Data compression in SQL Server 2008

Data compression – SQL Server 2008

I found the Data compression feature in SQL Server 2008 is very handy. This definitely helps in optimizing query performance in terms of I/O cost and additionally it helps in saving storage space.

There are two types of compression in SQL Server 2008

Row Level Compression

When we enable the Row level compression, the data stored in the fixed length data type will be stored in variable length format.

Before I show you the example, it is worth explaining the difference between CHAR and VARCHAR data type

“CHAR is a fixed-length data type; the storage size of the char value is equal to the maximum size for this column. Whereas VARCHAR is a variable-length data type, the storage size of the VARCHAR value is the actual length of the data entered, not the maximum size for this column.”

Okay, now let’s look at the example,

Let’s assume, we have a table with CHAR (15) column. It is not always true that you will store the data in this column which has 15 characters in length; it may vary, but still depends on your application. For example if you are storing “SQL Server 2008” and “SQL” in the CHAR(15) column each value will take 15 characters space to store the data irrespective of the actual number of characters. When the same value stored in variable length column then the storage space will depend on the length of the character stored.

You may ask yourself, why I need a feature “Row level Compression” if I change the CHAR data type to VARCHAR of my table? Yes, absolutely no sense of having such a feature but it is applicable for any fixed length data type and more importantly another advantage of this feature is, it doesn’t take space to store zero and NULL values.

Page Level Compression

Page level compression is very useful functionally which I was expecting for a long time. I was working in analytical processing application, which uses SQL Server 2000,and of course SQL Server 2000 doesn’t have such compression feature. However I have managed to reduce or compress the data size by doing some workaround.
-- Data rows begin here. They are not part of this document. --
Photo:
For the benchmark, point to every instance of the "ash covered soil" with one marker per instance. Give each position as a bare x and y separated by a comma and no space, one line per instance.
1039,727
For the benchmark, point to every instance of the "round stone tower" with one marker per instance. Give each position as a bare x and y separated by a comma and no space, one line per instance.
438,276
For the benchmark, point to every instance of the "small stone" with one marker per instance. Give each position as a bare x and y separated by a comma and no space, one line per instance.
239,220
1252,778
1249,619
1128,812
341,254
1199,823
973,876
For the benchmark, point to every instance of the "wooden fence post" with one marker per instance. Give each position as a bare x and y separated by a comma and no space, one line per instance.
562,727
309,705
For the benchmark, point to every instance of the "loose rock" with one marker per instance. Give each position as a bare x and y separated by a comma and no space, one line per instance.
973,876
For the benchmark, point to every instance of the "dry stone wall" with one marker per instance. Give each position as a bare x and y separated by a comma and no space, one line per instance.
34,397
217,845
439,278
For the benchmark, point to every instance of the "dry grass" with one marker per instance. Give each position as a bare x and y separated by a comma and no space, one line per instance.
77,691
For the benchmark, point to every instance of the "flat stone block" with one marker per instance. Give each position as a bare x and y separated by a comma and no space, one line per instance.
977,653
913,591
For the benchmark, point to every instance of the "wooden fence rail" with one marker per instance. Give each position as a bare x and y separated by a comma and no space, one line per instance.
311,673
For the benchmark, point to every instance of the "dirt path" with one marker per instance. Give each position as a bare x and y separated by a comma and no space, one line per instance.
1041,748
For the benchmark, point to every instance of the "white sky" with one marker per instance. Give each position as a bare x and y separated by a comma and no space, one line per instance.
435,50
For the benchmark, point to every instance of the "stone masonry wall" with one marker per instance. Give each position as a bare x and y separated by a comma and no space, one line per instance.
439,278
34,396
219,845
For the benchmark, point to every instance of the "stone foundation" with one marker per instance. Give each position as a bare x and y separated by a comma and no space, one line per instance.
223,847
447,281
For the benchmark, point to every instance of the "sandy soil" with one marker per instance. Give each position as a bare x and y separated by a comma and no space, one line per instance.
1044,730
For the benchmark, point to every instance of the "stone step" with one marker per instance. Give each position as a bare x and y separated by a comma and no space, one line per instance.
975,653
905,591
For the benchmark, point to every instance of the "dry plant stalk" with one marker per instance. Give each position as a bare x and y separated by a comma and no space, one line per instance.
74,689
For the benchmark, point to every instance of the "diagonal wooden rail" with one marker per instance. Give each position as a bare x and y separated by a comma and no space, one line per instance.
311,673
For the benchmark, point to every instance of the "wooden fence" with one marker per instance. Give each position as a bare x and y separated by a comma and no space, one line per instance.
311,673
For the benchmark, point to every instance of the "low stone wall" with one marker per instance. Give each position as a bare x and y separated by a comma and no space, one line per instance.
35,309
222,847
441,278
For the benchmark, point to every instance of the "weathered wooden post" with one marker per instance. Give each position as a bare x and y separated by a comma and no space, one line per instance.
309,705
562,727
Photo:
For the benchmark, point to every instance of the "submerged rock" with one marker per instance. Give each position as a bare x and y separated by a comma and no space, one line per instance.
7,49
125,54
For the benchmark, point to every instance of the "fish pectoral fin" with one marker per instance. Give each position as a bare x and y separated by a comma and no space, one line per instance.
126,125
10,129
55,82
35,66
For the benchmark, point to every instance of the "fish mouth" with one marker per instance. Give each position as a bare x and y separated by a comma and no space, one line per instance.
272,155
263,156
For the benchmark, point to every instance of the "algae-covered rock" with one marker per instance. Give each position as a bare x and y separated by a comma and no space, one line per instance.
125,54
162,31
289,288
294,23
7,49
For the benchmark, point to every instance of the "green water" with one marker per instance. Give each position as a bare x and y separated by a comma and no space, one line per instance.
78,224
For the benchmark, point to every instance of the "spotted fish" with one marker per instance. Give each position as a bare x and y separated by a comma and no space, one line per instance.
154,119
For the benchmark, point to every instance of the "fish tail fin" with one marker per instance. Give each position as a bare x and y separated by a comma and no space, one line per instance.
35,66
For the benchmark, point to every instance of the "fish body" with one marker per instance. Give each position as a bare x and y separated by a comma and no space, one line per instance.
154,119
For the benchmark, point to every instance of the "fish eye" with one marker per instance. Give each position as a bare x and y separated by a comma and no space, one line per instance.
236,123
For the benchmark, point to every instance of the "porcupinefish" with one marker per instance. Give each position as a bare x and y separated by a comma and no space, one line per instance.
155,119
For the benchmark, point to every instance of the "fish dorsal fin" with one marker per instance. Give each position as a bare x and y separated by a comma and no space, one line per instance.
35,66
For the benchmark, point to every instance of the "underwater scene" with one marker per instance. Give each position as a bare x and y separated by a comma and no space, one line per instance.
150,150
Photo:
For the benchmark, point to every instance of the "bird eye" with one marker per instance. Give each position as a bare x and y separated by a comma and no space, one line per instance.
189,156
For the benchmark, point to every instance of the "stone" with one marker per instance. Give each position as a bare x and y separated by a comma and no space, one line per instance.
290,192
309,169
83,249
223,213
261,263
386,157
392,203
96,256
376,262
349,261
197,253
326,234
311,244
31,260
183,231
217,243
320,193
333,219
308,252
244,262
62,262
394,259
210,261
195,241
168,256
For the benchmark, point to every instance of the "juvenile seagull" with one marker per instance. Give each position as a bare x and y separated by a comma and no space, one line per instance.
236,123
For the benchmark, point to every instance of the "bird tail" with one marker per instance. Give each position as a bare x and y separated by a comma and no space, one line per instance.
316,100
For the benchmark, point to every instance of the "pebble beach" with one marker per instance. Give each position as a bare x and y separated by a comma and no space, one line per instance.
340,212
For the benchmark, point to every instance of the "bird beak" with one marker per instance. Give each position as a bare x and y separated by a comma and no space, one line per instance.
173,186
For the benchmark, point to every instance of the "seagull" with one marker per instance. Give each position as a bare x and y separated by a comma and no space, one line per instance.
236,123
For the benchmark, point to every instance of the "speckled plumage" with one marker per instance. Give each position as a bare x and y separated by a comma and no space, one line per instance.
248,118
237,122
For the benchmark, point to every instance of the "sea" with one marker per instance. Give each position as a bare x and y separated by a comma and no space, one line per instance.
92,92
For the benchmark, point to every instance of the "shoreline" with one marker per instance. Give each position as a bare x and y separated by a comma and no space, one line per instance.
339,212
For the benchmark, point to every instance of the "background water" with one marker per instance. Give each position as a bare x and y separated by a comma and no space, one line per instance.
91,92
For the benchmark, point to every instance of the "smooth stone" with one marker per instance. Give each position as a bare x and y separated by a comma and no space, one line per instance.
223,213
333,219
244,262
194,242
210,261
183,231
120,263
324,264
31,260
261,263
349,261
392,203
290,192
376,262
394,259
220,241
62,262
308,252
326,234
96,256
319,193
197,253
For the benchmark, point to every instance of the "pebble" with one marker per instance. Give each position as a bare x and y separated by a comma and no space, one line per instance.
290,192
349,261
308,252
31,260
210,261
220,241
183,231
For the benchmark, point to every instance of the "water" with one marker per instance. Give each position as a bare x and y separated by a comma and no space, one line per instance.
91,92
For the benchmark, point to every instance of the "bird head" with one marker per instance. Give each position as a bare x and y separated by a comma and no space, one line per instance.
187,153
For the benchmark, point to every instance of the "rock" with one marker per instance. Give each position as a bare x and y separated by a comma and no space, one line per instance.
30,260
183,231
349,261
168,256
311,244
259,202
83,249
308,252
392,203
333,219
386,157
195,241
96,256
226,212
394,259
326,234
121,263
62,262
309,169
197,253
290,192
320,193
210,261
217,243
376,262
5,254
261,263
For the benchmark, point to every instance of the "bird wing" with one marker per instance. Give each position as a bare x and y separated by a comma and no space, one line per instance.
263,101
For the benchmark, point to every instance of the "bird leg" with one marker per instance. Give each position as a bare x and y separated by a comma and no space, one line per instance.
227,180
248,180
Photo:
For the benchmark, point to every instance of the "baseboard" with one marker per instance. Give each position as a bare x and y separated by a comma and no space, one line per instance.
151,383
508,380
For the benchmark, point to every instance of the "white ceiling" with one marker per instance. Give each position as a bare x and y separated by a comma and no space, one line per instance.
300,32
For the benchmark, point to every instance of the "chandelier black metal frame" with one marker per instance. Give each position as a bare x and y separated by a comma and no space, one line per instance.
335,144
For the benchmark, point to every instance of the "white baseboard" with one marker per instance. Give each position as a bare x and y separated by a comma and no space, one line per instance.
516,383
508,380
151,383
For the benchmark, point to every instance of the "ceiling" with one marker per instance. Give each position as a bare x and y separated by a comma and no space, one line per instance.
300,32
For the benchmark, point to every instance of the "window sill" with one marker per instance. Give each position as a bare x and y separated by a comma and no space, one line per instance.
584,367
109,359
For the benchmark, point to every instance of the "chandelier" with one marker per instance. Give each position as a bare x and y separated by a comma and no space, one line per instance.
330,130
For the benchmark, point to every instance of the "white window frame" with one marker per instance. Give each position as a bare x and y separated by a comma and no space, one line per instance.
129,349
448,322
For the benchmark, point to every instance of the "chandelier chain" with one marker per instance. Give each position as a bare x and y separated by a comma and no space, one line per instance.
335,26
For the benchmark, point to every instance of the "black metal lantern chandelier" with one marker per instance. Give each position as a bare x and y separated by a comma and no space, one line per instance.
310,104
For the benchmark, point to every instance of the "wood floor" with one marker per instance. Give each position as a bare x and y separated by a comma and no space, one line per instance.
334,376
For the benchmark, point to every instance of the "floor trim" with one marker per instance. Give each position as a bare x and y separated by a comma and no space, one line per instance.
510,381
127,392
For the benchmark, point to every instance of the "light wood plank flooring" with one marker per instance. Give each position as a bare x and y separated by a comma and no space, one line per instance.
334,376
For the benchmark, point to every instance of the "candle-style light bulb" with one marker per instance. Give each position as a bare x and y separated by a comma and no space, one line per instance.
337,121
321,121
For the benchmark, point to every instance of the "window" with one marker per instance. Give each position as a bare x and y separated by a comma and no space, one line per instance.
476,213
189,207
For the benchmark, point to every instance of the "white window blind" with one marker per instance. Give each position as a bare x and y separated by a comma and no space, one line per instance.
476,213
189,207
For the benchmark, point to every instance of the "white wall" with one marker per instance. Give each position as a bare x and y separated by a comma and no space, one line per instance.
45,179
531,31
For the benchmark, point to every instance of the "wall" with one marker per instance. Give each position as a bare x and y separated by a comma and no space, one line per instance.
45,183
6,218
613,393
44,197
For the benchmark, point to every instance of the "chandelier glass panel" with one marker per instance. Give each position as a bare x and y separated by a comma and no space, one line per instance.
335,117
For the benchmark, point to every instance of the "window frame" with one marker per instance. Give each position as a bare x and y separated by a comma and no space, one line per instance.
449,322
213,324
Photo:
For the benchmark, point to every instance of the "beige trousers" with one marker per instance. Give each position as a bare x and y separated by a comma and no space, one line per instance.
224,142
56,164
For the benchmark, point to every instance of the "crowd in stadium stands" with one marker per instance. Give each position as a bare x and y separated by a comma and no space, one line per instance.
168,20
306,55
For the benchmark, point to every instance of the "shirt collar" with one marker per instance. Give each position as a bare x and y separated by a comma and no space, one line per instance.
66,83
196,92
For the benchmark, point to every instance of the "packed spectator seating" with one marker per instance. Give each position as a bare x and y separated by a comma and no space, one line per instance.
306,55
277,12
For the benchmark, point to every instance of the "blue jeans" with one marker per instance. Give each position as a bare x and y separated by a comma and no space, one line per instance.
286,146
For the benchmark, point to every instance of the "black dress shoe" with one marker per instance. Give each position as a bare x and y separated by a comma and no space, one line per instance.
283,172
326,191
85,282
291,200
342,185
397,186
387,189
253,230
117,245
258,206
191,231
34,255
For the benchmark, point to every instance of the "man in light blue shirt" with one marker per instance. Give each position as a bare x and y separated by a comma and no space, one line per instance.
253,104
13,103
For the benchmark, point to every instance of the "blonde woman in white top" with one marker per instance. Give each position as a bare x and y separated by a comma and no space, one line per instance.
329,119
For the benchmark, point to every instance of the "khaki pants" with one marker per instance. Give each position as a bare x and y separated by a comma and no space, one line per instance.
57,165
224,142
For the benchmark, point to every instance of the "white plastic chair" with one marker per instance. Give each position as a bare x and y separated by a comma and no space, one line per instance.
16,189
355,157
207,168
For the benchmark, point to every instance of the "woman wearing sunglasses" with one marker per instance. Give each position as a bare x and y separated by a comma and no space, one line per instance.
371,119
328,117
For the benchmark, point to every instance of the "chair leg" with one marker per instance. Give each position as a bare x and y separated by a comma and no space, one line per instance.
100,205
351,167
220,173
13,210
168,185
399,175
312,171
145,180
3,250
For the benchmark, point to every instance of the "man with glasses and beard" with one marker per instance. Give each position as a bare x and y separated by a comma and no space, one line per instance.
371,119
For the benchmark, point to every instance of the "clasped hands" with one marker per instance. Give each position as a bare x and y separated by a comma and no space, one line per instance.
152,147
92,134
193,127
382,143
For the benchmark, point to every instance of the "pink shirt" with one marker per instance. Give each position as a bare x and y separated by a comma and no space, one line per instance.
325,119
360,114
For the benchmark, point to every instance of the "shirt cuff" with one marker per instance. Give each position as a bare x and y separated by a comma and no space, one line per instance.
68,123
I can explain in detail in another post.

Let’s see how we can get benefit by using the Page level compression; Page level compression is nothing but removing the duplicate values within the page (i.e.) irrespective of rows and columns.

For example, when you insert value “SQL Server 2000”, “SQL Server 2008” into a table the SQL Server storage engine will store “SQL Server 200” only once in a page and it will refer this value for all other occurrences.

It is advisable to estimate the benefit before you implement the compression, you can make use of the system stored procedure sp_estimate_data_compression_savings or data compression wizard to estimate how much space you will save by implementing.